7. Avoid caffeine for energy
Caffeine can help increase mental performance in the short term and create a burst of energy, but it can decrease energy afterwards. “Aim for a moderate amount of 200 to 300 milligrams of caffeine per day, which is the equivalent of about two cups of brewed coffee,” said Ansari.
“There is nothing wrong with starting the day with some caffeine as ‘get me up,’ but if you find yourself relying on multiple cups of coffee spread throughout the day to keep your energy levels up, you should take a look at how you divide up your food intake and fluid balance, “added DeRobertis.
8. Increase your exercise
According to DeRobertis, more exercise can actually increase your energy levels. The increase in energy occurs for several reasons: On the one hand, you produce more feel-good hormones, so-called endorphins; You also increase the pumping volume of your heart, which strengthens the circulation. “Your cells become more sensitive to your insulin, so your blood sugar becomes more stable,” said DeRobertis.
9. Less stressful
Too much stress can steal your energy. It can also contribute to poor quality sleep, which can make you tired, irritable, and exacerbate stress. Aiming for at least seven to nine hours of sleep each night can help lower cortisol and stress levels. Finding a hobby that you enjoy and listening to music can also help reduce stress levels. There are many other ways to relieve stress – the key is figuring out which strategy works best for you.
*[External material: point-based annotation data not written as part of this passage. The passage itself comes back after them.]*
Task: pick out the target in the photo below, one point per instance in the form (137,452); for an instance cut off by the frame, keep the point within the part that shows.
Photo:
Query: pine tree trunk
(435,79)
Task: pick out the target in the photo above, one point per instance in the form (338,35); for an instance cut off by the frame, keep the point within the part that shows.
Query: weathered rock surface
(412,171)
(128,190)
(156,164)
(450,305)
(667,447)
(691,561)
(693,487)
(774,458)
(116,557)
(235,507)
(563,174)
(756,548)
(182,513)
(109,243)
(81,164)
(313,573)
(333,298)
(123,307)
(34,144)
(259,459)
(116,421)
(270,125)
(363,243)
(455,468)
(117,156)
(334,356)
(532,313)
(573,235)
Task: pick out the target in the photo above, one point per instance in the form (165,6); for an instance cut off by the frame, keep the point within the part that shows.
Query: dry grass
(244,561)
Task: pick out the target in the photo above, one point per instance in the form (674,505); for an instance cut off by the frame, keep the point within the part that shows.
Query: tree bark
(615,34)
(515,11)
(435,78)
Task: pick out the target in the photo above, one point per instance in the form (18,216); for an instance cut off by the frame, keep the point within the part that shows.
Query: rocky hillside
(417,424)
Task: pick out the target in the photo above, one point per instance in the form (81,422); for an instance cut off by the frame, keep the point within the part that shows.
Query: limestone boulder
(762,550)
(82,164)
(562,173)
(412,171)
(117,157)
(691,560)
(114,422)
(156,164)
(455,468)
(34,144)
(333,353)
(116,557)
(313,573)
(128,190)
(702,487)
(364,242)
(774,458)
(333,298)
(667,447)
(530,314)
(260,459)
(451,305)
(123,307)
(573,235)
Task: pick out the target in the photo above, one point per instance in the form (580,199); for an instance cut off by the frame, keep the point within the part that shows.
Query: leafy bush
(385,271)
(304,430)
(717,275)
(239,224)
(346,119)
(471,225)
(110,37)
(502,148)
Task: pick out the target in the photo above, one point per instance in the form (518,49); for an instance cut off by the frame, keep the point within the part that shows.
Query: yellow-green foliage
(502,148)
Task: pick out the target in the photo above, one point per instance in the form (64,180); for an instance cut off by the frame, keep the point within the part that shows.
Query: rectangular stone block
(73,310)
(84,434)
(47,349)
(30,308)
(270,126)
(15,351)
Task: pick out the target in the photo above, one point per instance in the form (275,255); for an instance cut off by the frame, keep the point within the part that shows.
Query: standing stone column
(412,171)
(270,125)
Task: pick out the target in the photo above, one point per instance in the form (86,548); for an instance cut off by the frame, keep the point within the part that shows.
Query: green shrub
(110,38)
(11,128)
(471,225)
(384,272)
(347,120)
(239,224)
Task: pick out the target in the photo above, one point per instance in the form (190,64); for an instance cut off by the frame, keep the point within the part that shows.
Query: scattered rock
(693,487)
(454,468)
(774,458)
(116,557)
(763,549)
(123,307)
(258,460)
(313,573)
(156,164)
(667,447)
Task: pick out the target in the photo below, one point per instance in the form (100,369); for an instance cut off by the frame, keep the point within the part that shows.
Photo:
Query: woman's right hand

10. Get involved in self-care
Energy comes from two sources: physical energy and emotional or psychological energy. Before you move on to the afternoon cookie, determine if you need a physical or emotional boost.
“If you’ve just finished a tough meeting or ground the kids, the food isn’t going to provide the boost of energy you need, but the self-care might be,” Majumdar said.
“Choosing an activity that will reset negative energy can help meet those energy needs. Think about a short walk in the fresh air, some deep breathing exercises, or a quick dance session.”